U.S. prosecutors stung accused Galleon hedge fund founder Raj Rajaratnam with one more phone tap recording as his lawyers rested the defence case on Monday at his trial on insider trading charges.

Mr. Rajaratnam, the central figure in the biggest Wall Street insider trading trial in decades, sat expressionless in Manhattan federal court as the jury heard a Sept. 30, 2008, FBI phone tap with co-conspirator and fellow trader Danielle Chiesi.

"Look, the other thing is right, it's been widely speculated. What people don't know is the time," Mr. Rajaratnam was heard telling Mr. Chiesi as they discussed chip maker Advanced Micro Devices Inc.'s then imminent sale of a manufacturing business.

The recording was played during a brief prosecution rebuttal to the defence case, which rested on Monday. The jury will hear closing arguments from both sides starting on Wednesday.

Through dozens of phone taps and friends-turned-government witnesses, the government sought to prove that Mr. Rajaratnam timed his trades according to inside tips he received. The defence argued that much of the information was already public through research, analysis and media reports.

Secretly recorded phone conversations have been a hallmark of the government's case against Mr. Rajaratnam, who is accused of making $63.8-million (U.S.) illicitly between 2003 and March, 2009. Nineteen out of 26 people charged in the broad Galleon case have pleaded guilty to conspiracy or securities fraud, including Mr. Chiesi. Three others testified against Mr. Rajaratnam.

Sri Lankan-born Mr. Rajaratnam vowed to clear his name at the trial, which started on March 8. His multimillion dollar team of lawyers from Akin Gump Strauss Hauer & Feld LLP did not call Mr. Rajaratnam to the witness stand to testify in his defence.

"Putting Rajaratnam on the stand would have been a mistake," said Ron Geffner of law firm Sadis & Goldberg LLC, who is not involved in the case. "He would have potentially put himself at risk for perjury, or hurt his case with the jury by not being able to openly testify."

The week-long defence, in response to five weeks of prosecution evidence, consisted of a barrage of data in charts, graphs and documents. Much of the wiretap evidence was not directly rebutted.

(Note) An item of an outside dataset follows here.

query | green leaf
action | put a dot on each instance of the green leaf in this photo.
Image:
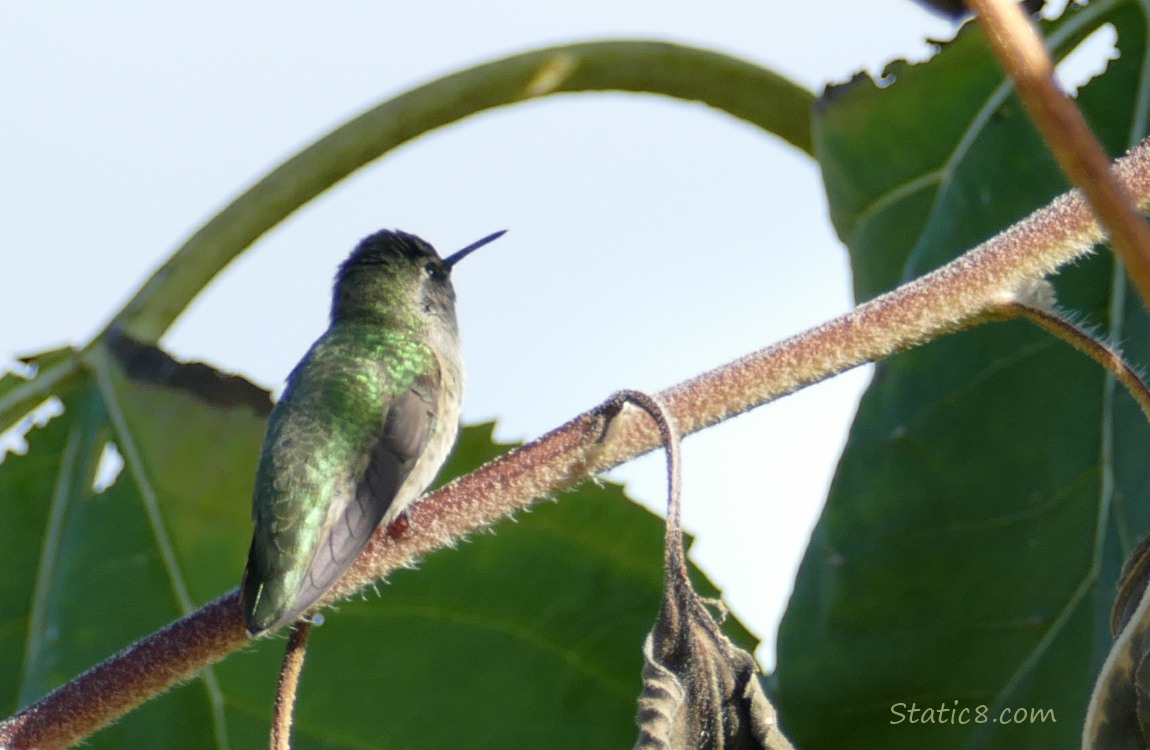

Mr. Rajaratnam, 53, could receive a prison sentence of up to 25 years if he is convicted on 14 counts of conspiracy and securities fraud. He was arrested in October, 2009, and Galleon, which had $6.5-billion under management at its peak, was wound down without losses to investors.

A business professor livened up the trial earlier on Monday in some testy exchanges with a U.S. prosecutor pressing him on his analysis of the hedge fund founder's stock trades.

The tension between the defence witness, University of Rochester Simon Business School professor Gregg Jarrell, and prosecutor Jonathan Streeter, spilled out under cross-examination.

Mr. Jarrell said at different times in rapid, clipped tones, "I don't know what you are talking about" or "I don't know, you'd have to ask traders."

Mr. Jarrell testified that Mr. Rajaratnam's pattern of stock trading was consistent with information circulating in the market and that any insider tips were irrelevant. The prosecutor challenged some of his conclusions, repeatedly trying to show the jury that Mr. Rajaratnam had gained an unfair advantage over the market.